Mammography is sufficient to predict breast cancer risk in women aged ≥ 60, but in younger women, combining mammography and genetic testing improves the assessment, according to a retrospective case-control study published in Proceedings of AMIA Joint Summits on Translational Science. “Understanding the predictive power of imaging features and genetic variants in different age groups has the potential to aid clinicians in determining what tests can be used to improve information about the likelihood of malignancy,” said the authors.
The investigators developed logistic regression-based predictive models that compared diagnostic mammography results, selected genetic variants (low-penetrance single-nucleotide polymorphisms [SNPs]), and a combination of the two tests in women aged ≥ 60 and women < 60.
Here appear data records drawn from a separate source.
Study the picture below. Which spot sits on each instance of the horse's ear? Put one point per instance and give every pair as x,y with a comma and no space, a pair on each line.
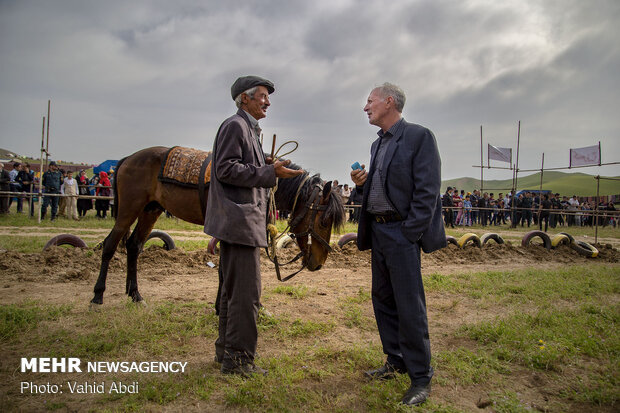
327,189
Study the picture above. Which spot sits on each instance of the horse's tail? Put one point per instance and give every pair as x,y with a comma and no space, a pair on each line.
115,185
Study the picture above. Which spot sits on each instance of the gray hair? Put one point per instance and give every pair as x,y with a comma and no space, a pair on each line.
250,92
390,89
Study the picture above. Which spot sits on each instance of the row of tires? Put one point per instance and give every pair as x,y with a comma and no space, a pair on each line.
562,238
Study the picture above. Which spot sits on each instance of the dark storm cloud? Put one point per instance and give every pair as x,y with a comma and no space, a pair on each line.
136,74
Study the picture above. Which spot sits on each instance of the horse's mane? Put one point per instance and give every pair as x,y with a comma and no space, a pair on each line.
287,188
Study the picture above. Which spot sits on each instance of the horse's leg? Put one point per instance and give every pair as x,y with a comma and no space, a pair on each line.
109,248
143,228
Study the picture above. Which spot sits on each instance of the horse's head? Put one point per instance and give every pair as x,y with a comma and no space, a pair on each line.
317,210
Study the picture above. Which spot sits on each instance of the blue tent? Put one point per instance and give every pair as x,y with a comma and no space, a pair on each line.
105,166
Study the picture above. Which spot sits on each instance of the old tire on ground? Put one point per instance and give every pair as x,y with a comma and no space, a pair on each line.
470,236
347,238
491,236
584,249
168,241
560,239
570,237
284,241
212,247
451,240
66,239
527,238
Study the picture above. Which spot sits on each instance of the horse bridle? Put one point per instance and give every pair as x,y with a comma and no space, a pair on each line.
313,207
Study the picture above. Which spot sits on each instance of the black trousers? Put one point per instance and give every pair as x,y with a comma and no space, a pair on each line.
238,303
543,217
398,301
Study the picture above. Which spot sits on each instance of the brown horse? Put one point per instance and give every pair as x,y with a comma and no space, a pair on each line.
140,195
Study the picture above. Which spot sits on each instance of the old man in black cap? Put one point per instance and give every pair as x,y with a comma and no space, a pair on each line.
52,180
237,215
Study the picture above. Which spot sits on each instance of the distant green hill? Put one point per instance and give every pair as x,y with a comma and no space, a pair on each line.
577,183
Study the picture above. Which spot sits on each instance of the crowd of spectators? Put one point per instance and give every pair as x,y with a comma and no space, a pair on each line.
67,195
527,208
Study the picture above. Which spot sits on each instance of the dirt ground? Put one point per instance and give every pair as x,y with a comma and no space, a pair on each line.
67,275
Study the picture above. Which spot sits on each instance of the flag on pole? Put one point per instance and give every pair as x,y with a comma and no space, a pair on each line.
500,154
589,155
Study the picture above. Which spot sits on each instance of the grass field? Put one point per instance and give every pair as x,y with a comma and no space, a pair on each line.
523,336
505,338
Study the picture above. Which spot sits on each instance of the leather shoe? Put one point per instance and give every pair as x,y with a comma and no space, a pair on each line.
245,369
417,394
385,372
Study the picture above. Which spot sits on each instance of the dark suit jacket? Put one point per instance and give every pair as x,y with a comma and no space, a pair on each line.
238,194
412,183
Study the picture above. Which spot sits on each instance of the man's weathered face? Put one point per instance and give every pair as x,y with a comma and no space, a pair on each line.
377,107
257,105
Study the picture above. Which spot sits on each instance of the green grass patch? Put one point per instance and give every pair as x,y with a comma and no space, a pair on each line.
542,340
20,319
296,291
304,328
467,367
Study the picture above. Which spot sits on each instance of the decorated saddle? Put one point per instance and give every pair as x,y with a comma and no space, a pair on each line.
186,167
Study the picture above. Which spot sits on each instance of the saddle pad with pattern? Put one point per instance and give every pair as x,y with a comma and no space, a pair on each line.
182,166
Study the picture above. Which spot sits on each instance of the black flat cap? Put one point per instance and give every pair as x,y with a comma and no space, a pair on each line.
247,82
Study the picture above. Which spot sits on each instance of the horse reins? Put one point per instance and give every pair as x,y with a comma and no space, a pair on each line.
313,205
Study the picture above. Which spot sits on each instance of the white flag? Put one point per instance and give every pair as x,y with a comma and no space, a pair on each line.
500,154
590,155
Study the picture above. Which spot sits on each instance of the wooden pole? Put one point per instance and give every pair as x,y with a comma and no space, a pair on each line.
598,181
514,180
273,147
542,171
481,162
39,192
47,145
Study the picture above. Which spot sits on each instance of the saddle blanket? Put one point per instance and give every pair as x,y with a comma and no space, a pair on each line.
182,166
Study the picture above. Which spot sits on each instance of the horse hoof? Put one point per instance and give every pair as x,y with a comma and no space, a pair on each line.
94,307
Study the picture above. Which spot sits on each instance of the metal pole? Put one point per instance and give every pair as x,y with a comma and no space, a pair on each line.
481,162
40,171
47,145
598,181
514,180
542,171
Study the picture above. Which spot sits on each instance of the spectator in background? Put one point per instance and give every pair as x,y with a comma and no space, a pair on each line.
543,212
52,179
346,193
15,186
62,201
25,176
69,189
475,214
447,202
573,206
526,209
355,199
336,188
467,210
103,189
5,180
83,204
483,204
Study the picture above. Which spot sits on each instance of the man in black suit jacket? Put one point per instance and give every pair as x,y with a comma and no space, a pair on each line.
401,213
237,216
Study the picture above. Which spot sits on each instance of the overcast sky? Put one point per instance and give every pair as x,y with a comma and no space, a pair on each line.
125,75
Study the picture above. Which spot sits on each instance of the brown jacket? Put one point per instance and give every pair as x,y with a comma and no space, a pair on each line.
238,192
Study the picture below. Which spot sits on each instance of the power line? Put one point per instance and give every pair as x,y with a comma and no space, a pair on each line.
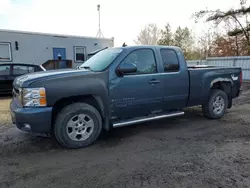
99,33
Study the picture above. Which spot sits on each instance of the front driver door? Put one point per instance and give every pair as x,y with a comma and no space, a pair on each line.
5,82
136,94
The researchers used data from women enrolled in the Marshfield Clinic Personalized Medicine Research Project (Marshfield PRMP) in Marshfield, Wisconsin. These women had provided a blood sample for genetic testing, answered a brief survey, and given consent for their results to be linked to their medical record. Women who had also undergone diagnostic mammography for breast cancer, had a breast cancer biopsy within a year of the mammogram, and had provided a blood sample that could be analyzed for breast cancer risk were included in the study. Women with a confirmed diagnosis of breast cancer served as cases. Controls had a benign breast biopsy and did not have a breast cancer diagnosis. The cases and controls were age-matched within 5 years of one another. Subjects who had known BRCA1 or BRAC2 mutations, non-white patients, and cases where Breast Cancer Imaging Reporting and Data System (BI-RADS) features were unavailable were excluded.
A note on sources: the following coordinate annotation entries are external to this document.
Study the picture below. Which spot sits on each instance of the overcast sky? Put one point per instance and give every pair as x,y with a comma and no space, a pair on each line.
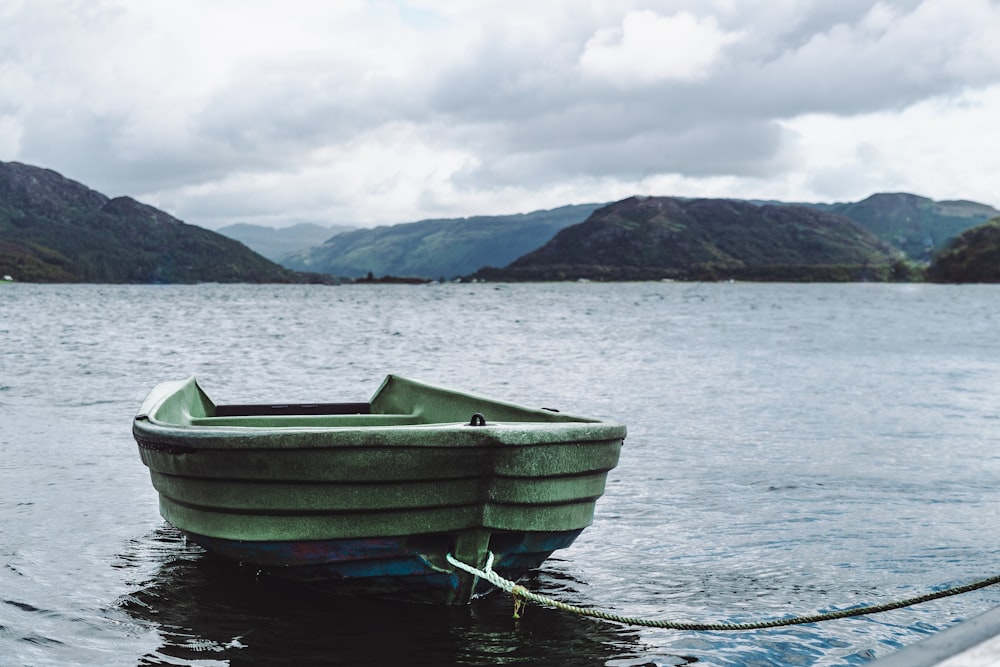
373,112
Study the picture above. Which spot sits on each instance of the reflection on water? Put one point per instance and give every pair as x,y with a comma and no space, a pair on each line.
209,612
791,448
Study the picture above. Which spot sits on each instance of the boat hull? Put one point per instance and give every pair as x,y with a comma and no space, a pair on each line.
399,568
371,502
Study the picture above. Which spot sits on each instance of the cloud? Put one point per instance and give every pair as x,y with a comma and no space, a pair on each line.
385,111
649,48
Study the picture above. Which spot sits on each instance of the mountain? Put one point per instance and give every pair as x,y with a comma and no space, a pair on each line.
437,248
974,257
916,225
53,229
277,243
651,238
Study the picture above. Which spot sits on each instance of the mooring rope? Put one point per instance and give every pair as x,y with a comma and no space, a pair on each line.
522,594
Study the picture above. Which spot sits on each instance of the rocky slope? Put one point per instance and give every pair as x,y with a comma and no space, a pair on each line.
651,238
53,229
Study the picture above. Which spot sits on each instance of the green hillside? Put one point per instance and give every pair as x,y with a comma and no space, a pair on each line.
650,238
437,248
916,225
53,229
277,243
974,257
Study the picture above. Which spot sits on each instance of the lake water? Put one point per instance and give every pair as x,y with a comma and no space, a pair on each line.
791,449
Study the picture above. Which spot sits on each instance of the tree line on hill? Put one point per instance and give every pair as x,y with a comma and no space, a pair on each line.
53,229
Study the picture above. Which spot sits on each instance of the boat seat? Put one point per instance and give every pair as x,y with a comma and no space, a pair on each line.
320,421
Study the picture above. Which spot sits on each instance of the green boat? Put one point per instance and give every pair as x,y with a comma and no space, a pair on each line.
370,498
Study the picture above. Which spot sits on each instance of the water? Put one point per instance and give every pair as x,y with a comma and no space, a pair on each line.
791,449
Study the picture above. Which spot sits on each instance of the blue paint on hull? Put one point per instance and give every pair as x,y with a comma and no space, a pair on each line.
404,568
A total of 738 women aged 29 to 90 (mean age 62) were included in the analysis. The researchers chose one diagnostic mammogram to analyze for each case and each control and found that among women ≥ 60, mammography (area under the curve [AUC] = 0.744, 95% CI = 0.740-0.748) predicted breast cancer risk better than genetic testing alone (AUC = 0.540, 95% CI = 0.532-0.549) or genetic testing combined with mammography (AUC = 0.713, 95% CI =0.705-0.720). The results were both statistically and clinically significant. In women < 60, however, the combined model yielded the most statistically significant predictive results (AUC = 0.724, 95% CI = 0.718-0.731) compared to either mammography alone (AUC = 0.690, 95% CI = 0.686-0.695) or genetic testing alone (AUC = 0.696, 95% CI = 0.692-0.700). This makes sense, according to the authors, since younger women who develop breast cancer are more likely to have a genetic propensity to the disease than are older women. They also noted that genome-wide association studies have allowed for identification of less-well-known, low-penetrance SNPs that are associated with breast cancer risk, in addition to being linked to early-onset disease and poorer prognosis.
The study expands on previous research about the utility of using patient demographics and different tests to analyze breast cancer risk, as well as utilizing SNPs to stratify risk.
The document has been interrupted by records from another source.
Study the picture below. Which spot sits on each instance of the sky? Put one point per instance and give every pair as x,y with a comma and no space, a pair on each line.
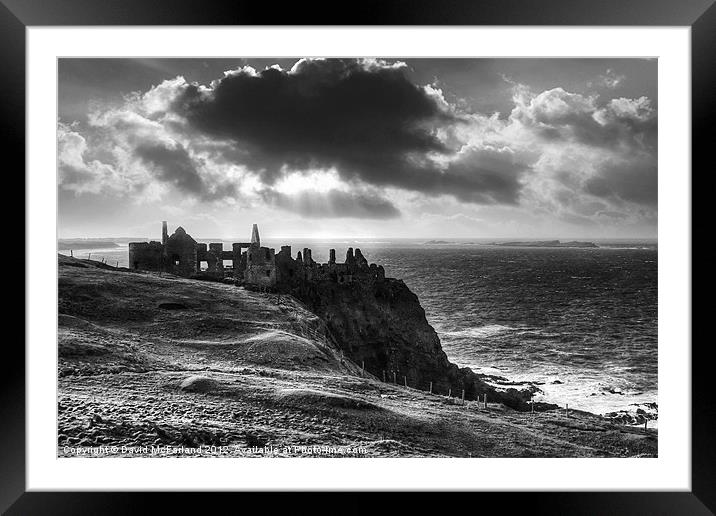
362,148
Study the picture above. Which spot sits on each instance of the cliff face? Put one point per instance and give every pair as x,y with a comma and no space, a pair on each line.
381,324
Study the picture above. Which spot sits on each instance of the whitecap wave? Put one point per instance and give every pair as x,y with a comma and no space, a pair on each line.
477,332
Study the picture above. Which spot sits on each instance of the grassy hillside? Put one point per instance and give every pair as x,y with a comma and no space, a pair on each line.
147,360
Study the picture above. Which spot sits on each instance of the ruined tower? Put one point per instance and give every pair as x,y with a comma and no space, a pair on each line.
255,240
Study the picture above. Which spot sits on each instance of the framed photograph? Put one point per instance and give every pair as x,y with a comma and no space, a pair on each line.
430,248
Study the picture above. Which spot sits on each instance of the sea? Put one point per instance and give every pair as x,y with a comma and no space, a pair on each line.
578,324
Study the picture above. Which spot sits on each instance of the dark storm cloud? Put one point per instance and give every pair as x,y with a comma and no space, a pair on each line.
560,115
172,165
365,119
334,204
633,182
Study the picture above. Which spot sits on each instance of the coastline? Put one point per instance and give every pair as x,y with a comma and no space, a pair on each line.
246,368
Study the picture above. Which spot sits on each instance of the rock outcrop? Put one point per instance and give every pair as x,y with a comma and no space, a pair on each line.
381,325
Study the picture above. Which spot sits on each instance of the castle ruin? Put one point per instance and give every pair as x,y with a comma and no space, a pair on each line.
255,266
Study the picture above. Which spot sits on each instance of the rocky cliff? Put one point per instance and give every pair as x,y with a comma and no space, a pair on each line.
382,325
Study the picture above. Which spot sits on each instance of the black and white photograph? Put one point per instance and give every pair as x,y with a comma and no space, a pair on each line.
359,257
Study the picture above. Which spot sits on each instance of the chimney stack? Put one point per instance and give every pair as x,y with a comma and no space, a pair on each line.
255,240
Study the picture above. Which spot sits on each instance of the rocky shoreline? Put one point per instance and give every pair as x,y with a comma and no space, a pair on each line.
166,362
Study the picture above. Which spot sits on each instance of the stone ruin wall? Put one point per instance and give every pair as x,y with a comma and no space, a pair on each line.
258,266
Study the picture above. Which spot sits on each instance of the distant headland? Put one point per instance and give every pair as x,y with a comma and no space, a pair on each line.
546,243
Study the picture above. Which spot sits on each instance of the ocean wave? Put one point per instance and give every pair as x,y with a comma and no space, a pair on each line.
477,332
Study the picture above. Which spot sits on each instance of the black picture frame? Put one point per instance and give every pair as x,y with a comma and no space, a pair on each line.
700,15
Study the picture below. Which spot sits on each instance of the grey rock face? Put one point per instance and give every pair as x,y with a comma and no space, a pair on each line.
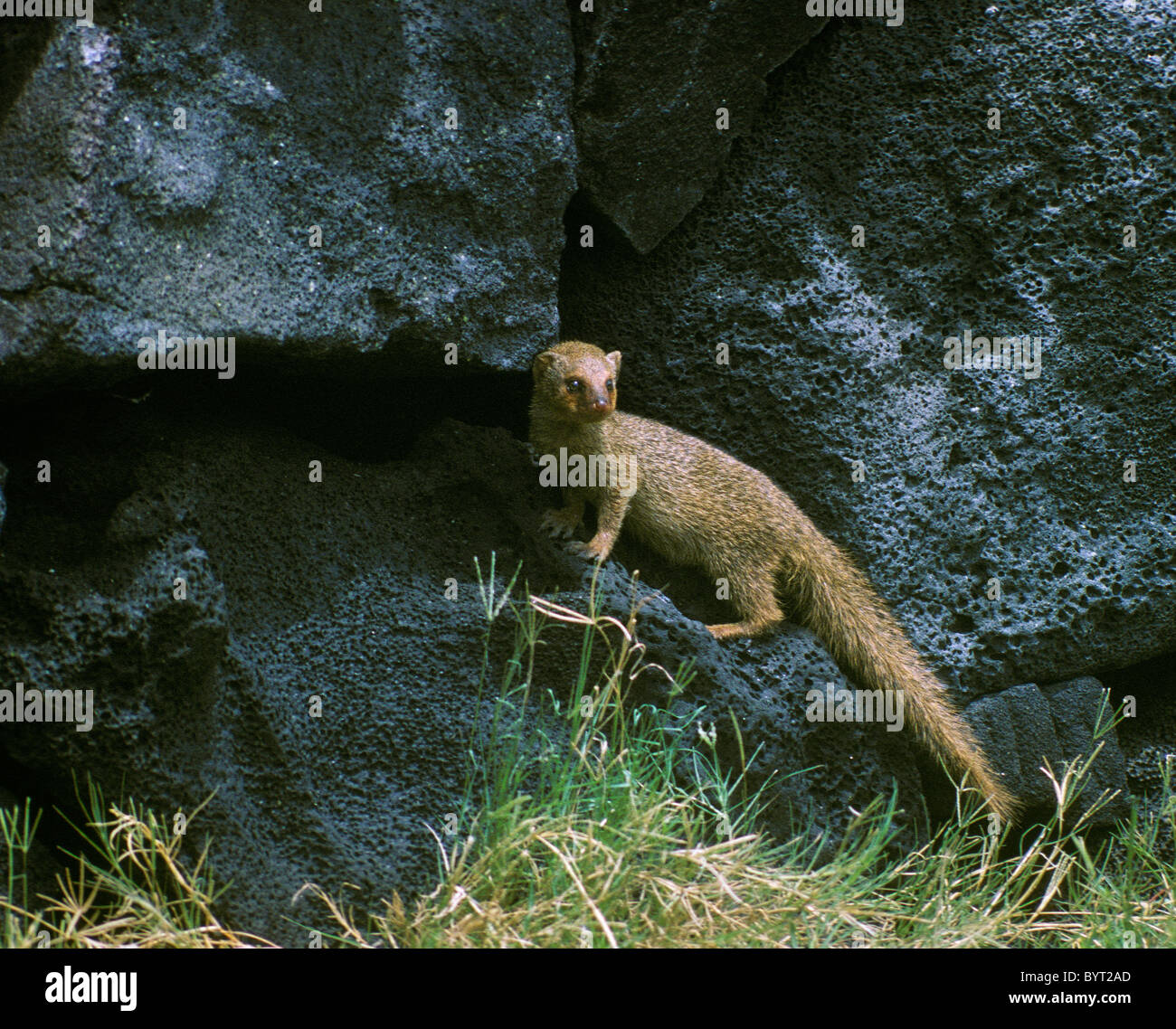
1023,527
654,82
292,122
The study was limited by a relatively small sample size, which required the researchers to include data from 1989 to 2010 to enroll a sufficient number of cases and controls. There was also a lack of non-Caucasian women among the cases and controls; this was because there were not enough women of other races included in the registry who were eligible for the study, but it limits the ability to generalize the results to other racial and ethnic groups. The researchers also noted that the BI-RADS lexicon has evolved over and since the study period, leading to a possible underestimation of the benefit of mammography alone.